Social justice issues

Unemployment and energy supply issues were both a concern for 14% of respondents.

“Classic worries, such as unemployment or immigration, seem to be fading gradually into the background,” said Cloé Jans from the gfs.bern research institute, which has been conducting the Worry Barometer on behalf of Credit Suisse since 1995.

“Issues of a more post-materialistic nature that focus on social justice as a concern are gaining momentum. The question is whether this marks the start of a gradual and long-term shift in the Worry Barometer or is just a temporary phenomenon at the present time. As for topics such as the environment and equal rights, which are not just a short-lived trend but part of the electorate’s core values – especially for younger generations – these will most likely persist in the future.”

Almost two-thirds of respondents assessed their economic situation positively: 65% said they were doing well or very well economically – exactly the same number as last year. Over the past 25 years this figure was exceeded only in 2016 (68%).

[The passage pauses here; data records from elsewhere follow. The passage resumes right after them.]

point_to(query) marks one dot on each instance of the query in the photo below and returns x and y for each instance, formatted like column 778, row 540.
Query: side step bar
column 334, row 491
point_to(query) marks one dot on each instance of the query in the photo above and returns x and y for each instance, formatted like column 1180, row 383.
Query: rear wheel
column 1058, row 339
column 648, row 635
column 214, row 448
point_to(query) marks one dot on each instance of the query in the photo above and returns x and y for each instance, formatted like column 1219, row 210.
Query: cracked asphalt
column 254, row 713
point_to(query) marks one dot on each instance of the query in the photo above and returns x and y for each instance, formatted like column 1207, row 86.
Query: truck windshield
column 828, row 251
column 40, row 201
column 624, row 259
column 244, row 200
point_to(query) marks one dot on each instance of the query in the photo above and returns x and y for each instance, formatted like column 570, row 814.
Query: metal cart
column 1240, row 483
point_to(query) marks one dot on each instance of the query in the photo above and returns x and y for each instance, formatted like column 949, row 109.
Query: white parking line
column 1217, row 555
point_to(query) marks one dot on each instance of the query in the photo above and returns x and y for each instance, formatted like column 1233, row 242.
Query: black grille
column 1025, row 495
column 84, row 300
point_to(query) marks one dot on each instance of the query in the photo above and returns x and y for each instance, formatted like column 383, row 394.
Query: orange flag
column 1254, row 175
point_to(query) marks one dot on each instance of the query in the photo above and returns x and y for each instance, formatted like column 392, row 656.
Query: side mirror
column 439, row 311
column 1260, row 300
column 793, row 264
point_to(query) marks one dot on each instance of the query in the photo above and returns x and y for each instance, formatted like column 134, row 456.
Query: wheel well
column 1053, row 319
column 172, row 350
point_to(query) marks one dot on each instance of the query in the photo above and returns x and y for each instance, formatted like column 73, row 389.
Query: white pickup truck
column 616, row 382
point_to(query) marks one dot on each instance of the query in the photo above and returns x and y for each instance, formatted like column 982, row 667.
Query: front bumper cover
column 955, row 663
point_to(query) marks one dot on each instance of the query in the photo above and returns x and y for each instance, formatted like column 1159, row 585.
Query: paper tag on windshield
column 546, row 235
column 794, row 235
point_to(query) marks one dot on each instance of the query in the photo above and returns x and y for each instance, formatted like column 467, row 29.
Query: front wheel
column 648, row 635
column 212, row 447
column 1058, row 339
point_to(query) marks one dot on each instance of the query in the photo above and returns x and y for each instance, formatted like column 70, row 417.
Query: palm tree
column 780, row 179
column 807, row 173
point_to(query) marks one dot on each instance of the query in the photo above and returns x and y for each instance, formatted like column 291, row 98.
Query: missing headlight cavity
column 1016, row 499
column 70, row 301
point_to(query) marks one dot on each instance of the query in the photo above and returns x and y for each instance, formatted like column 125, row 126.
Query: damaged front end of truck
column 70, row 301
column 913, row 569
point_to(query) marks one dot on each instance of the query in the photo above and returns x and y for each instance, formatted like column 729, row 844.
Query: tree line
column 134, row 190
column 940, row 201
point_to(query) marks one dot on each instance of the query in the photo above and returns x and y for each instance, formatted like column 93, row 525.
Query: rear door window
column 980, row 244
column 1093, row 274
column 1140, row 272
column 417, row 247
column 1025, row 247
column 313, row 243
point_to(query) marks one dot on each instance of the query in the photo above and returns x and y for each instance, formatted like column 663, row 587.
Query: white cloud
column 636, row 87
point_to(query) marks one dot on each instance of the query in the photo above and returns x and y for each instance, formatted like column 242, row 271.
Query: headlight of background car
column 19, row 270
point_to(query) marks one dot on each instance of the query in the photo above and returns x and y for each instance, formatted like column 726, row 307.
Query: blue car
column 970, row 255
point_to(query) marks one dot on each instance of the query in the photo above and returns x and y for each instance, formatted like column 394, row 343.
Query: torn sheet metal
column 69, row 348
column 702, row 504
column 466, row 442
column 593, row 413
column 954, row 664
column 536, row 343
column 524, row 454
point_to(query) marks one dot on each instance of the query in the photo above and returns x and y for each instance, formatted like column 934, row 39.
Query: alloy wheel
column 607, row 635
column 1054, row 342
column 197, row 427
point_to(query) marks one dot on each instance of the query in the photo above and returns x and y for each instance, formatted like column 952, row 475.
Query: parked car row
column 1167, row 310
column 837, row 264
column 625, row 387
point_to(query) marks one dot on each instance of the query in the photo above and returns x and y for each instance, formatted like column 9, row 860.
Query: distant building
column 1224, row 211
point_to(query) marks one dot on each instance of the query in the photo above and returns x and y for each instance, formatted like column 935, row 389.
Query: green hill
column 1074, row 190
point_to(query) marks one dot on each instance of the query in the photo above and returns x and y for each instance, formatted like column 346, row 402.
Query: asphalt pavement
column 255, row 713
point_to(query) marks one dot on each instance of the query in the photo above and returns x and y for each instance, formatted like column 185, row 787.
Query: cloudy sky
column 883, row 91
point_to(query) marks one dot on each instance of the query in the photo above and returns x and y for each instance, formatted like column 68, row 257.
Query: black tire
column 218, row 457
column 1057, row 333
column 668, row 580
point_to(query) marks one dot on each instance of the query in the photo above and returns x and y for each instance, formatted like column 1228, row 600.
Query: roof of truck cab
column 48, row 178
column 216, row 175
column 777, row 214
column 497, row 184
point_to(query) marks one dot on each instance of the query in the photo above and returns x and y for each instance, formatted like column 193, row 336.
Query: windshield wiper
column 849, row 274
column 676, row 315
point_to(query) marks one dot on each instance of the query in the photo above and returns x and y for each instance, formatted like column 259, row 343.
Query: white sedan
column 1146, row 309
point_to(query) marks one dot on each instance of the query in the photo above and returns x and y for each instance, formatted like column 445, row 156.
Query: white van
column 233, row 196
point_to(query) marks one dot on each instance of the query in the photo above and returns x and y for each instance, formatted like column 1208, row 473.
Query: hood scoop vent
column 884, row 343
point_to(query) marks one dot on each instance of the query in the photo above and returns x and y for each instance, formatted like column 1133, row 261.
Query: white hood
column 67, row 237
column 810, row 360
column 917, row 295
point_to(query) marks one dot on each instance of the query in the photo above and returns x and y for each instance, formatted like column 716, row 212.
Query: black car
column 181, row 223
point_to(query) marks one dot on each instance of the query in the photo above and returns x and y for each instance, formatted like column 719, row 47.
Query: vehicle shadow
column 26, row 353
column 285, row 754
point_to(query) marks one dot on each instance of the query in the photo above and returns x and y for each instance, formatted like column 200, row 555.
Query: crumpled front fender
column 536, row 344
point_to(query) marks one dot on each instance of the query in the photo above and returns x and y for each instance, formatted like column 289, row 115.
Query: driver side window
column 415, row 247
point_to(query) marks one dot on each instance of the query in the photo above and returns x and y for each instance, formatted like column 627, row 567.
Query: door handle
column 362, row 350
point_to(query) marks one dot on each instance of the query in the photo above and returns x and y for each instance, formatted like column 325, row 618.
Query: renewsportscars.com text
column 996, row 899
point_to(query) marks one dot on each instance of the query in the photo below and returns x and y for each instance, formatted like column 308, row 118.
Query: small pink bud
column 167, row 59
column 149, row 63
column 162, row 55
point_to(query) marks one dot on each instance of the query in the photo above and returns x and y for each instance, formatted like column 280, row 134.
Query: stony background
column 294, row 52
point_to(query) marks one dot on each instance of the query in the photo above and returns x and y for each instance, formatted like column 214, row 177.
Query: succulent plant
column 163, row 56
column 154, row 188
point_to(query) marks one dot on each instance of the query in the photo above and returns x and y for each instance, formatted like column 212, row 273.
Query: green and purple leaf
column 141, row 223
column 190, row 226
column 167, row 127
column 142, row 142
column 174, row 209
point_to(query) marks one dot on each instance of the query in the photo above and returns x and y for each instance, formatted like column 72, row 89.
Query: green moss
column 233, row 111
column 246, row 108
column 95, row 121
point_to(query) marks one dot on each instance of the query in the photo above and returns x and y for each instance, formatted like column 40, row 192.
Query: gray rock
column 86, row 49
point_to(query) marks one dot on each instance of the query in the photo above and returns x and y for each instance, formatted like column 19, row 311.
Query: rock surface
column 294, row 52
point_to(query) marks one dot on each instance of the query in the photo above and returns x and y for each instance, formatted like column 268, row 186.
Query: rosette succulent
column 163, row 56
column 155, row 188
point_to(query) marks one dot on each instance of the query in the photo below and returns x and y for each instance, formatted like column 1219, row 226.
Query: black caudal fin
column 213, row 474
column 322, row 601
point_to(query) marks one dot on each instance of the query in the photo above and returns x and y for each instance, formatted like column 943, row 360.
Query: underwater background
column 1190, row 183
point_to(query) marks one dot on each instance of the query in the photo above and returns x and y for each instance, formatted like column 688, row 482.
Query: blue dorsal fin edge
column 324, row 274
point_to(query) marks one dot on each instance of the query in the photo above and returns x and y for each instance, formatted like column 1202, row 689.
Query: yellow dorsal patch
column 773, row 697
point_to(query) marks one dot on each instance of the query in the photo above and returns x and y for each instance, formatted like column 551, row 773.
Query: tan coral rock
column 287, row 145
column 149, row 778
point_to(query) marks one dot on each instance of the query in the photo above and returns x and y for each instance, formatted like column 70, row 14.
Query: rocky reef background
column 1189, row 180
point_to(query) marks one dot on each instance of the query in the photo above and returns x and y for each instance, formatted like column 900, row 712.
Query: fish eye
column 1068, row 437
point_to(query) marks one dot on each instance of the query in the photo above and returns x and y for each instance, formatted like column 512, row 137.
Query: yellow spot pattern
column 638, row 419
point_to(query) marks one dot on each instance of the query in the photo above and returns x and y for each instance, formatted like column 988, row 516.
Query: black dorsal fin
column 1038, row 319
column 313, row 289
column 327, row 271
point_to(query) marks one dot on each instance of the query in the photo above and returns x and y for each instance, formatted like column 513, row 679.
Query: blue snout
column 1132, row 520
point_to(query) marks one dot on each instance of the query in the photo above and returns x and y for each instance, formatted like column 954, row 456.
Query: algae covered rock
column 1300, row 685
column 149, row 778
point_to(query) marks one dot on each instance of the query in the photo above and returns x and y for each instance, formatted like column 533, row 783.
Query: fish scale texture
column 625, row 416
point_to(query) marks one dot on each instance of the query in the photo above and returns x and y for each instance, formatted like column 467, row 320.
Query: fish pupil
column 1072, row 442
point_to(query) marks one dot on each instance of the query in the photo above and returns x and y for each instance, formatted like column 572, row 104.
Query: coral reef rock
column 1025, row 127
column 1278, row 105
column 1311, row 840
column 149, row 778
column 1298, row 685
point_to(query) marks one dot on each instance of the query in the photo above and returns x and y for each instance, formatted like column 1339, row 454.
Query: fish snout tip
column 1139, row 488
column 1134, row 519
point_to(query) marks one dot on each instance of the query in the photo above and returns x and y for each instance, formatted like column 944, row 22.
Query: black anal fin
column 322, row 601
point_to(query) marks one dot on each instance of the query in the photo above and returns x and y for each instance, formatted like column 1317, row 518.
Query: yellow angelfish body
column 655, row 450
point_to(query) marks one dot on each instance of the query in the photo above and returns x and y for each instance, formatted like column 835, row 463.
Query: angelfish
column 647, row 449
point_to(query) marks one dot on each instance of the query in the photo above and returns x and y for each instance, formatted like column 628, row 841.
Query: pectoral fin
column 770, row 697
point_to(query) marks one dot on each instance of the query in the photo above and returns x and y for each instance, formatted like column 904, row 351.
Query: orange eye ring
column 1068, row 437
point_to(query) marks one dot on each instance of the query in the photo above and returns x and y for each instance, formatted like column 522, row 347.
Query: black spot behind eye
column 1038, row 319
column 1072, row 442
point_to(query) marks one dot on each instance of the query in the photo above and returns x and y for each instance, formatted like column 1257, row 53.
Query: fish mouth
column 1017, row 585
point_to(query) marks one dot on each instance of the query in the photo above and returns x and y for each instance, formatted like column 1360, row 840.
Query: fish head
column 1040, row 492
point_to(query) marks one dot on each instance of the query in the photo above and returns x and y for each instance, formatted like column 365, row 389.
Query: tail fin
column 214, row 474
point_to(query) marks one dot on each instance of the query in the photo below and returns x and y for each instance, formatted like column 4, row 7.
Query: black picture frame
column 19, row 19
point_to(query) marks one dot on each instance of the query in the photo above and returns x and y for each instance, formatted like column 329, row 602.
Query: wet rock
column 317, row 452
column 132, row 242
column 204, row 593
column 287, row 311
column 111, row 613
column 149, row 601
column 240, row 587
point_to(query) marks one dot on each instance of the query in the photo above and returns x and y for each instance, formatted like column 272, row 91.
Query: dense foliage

When asked about the future, a clear majority were optimistic that they could at least maintain (75%) or even improve (12%) their current prosperity. Compared with a year ago, the share of respondents who expected their financial situation to decline returned to pre-pandemic levels (10%).

“The recent past shows that Switzerland is fairly resistant to crises overall and is very resilient, at least when looking at the opinions of respondents,” Rybach said.

“As for the question about their current economic health or their assessment of their economic situation in the future, for instance, crises such as the financial crisis (starting in 2008), the euro crisis (starting in 2010), the Swiss franc shock (2015), and now the Covid-19 pandemic have not led to much lower results in the Worry Barometer.”